Oleh sebab itu, perempuan yang mendapat penghargaan N-Peace Award 2016, 100 women of Salt Magazine 2015, One of The BBC’s 100 Women 2014 (Award for the most influential women BBC’s version), dan Asian Development Fellow 2014 (TAF) ini berpesan: “mendengar dan didengarkan adalah hal yang mahal, kita mesti menghormati setiap pilihan orang, apa pun pilihannya.”
Ruby terbiasa menempatkan diri di “sepatu orang lain” yakni melihat sesuatu dari sudut pandang orang lain agar tak merasa benar sendiri.
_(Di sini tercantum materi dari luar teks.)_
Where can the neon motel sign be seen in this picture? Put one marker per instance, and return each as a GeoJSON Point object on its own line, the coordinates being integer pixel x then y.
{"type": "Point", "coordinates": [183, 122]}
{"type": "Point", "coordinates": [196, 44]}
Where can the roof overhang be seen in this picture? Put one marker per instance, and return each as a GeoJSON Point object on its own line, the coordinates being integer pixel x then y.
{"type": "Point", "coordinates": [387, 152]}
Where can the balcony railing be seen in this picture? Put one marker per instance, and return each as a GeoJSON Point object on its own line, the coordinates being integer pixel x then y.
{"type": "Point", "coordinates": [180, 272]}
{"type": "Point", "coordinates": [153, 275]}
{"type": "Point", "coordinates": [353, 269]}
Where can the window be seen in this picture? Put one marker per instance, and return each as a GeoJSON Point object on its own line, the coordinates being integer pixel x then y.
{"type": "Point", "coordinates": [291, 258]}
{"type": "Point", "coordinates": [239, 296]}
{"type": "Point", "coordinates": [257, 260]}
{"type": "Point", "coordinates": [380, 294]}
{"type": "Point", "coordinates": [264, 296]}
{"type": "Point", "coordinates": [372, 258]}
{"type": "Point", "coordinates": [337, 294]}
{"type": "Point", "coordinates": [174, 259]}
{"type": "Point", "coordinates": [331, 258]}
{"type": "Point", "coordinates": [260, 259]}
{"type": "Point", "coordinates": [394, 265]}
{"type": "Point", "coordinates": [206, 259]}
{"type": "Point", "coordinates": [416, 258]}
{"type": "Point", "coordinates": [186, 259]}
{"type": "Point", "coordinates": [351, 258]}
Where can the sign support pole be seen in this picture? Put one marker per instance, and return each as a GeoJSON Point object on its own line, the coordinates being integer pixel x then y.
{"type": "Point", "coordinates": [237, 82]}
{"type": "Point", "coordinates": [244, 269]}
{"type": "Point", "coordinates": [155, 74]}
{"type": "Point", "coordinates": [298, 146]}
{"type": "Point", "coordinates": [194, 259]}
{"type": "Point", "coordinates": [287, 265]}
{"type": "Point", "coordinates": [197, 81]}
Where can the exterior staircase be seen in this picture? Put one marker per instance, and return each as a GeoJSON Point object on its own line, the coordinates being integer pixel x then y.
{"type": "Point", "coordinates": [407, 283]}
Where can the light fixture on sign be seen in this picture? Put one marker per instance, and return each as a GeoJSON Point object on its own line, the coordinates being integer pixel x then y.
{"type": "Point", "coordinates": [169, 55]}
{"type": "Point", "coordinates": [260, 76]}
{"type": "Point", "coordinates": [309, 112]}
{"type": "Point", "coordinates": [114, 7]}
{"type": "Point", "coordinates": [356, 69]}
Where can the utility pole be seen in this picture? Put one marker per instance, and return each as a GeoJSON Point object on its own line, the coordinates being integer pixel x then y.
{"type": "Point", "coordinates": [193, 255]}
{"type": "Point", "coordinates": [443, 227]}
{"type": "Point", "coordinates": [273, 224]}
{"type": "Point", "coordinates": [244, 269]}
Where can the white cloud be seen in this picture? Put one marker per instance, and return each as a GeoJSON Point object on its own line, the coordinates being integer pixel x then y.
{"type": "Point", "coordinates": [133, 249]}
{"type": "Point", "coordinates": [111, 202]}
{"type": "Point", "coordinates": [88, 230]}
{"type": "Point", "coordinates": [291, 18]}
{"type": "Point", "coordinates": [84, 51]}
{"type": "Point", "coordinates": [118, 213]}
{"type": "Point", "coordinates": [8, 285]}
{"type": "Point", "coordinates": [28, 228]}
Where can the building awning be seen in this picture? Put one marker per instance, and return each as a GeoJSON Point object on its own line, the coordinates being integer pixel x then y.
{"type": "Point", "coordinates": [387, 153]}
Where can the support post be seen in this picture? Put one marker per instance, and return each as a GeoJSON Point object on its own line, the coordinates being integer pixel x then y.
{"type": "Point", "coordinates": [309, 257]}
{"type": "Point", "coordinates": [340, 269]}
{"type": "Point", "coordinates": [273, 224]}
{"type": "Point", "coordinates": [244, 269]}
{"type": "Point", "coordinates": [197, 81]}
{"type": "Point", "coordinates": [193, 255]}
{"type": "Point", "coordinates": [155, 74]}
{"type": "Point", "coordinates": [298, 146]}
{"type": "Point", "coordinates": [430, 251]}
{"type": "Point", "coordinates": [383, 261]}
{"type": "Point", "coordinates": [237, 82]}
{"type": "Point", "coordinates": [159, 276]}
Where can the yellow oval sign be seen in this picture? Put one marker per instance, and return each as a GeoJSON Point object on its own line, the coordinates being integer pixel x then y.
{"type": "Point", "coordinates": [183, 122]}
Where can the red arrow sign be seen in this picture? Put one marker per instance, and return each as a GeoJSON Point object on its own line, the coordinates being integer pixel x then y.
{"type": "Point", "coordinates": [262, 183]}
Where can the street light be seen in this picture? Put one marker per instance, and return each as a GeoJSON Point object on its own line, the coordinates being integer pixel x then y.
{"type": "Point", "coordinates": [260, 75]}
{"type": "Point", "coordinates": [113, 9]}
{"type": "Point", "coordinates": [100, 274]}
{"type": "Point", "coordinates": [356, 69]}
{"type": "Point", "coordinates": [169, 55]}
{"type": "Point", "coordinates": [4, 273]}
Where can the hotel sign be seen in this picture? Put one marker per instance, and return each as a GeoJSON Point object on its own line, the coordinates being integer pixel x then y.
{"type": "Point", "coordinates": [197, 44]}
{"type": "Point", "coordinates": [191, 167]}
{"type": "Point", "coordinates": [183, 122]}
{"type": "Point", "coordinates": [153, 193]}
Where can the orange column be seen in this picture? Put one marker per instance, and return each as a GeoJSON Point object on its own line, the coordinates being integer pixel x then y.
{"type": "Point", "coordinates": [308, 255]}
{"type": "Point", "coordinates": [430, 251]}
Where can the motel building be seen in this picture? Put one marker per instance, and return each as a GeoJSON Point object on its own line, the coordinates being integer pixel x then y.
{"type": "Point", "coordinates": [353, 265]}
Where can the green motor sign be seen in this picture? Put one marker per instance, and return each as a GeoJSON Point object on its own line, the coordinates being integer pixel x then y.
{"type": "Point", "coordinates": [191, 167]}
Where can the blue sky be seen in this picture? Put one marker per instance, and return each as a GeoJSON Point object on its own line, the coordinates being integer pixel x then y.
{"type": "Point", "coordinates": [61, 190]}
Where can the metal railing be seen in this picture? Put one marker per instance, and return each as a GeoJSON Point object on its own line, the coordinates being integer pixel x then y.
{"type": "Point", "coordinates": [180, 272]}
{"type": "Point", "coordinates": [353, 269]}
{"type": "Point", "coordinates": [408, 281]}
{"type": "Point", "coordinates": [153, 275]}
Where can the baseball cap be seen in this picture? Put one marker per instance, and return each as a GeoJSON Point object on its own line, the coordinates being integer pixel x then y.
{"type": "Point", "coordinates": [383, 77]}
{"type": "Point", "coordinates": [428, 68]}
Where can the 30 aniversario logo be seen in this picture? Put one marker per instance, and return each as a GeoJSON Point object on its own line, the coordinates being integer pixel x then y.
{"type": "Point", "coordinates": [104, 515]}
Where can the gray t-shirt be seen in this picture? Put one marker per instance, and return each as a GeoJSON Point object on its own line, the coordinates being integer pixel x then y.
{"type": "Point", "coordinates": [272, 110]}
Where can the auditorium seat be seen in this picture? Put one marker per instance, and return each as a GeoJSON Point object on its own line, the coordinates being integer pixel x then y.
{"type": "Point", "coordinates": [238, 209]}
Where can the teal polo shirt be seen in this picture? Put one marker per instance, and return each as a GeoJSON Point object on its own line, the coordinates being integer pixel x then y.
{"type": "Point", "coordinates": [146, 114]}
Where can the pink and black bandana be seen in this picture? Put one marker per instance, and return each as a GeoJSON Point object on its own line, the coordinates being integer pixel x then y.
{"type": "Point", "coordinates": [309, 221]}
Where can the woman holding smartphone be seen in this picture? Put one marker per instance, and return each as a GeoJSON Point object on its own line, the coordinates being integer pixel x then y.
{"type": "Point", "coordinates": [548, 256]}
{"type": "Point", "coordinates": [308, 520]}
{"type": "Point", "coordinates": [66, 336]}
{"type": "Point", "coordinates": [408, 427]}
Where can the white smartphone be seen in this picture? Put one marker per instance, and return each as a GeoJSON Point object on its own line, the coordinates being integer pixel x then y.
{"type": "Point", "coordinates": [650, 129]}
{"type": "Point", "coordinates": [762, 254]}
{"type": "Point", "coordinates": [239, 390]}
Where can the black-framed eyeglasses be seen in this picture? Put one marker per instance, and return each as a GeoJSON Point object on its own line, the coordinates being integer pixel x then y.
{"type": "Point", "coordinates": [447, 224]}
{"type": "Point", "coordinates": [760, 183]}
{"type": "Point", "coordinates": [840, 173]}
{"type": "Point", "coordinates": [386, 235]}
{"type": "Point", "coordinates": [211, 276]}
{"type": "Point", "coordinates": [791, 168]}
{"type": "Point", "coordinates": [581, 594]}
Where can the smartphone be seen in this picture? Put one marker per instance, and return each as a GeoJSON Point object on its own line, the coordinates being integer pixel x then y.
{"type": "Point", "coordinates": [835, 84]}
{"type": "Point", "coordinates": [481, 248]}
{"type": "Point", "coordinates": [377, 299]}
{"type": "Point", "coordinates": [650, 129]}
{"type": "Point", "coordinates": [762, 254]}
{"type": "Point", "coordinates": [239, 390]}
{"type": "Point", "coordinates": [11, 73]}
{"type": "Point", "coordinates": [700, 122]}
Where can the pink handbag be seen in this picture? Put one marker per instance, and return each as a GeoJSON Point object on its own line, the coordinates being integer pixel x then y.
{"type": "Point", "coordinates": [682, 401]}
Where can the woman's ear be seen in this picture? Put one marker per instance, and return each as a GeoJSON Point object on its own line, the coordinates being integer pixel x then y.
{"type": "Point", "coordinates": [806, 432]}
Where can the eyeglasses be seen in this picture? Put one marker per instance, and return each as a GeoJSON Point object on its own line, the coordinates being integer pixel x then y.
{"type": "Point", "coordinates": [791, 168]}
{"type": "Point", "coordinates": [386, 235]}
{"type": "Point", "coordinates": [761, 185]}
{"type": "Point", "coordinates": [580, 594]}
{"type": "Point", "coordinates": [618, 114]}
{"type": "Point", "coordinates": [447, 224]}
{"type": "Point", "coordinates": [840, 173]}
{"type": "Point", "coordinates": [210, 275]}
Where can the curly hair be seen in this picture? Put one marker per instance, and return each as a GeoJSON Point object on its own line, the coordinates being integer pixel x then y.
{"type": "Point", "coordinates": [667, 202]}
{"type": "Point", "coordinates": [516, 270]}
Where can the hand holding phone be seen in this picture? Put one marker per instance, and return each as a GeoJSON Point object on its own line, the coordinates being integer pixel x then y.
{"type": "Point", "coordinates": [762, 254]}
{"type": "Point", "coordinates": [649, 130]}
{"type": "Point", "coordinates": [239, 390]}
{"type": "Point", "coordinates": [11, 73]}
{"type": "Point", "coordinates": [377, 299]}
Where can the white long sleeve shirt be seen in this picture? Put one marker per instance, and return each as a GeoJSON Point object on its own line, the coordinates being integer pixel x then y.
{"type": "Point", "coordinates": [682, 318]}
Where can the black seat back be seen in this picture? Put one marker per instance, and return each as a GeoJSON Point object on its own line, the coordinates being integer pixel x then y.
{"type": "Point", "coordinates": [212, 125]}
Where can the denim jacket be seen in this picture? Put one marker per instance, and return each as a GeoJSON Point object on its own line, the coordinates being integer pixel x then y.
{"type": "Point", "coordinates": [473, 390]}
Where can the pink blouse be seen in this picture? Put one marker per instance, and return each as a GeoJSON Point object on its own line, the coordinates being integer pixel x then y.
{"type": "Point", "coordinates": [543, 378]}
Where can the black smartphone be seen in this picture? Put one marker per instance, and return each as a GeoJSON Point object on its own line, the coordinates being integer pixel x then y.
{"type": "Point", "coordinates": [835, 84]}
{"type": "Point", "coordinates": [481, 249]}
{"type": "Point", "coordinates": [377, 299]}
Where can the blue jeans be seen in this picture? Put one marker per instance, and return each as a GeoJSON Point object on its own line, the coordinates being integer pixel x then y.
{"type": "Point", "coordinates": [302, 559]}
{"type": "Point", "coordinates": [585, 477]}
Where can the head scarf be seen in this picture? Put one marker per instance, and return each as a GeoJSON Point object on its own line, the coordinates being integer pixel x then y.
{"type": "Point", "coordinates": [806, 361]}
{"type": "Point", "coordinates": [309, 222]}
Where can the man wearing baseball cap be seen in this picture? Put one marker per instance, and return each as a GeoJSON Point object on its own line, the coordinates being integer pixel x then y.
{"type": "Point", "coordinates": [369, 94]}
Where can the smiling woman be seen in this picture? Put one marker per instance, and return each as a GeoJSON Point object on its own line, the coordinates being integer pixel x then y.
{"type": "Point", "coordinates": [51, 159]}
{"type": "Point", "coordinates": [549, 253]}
Kebiasaan ini ia peroleh dari cara pandang sang ibu yang tak pernah mempermasalahkan adanya perbedaan, baik perbedaan agama, pendapat, sudut pandang, dan lain sebagainya.
Perjuangan Belum Selesai
Perempuan lulusan Sastra Inggris Universitas Jember dan Master of Art on Health and Social Science, Faculty of Social Science and Humanities, Mahidol University, Thailand ini terus berjuang mewujudkan kesetaraan gender dan melakukan aktivitas pemberdayaan perempuan.
Ia aktif mencari kerja sama yang luas dengan berbagai sektor dalam memperkuat kapasitas di kalangan perempuan agama, etnis, jenis kelamin dan sosial kelas, sehingga para perempuan bisa memainkan peran penting dalam membangun perdamaian berkelanjutan.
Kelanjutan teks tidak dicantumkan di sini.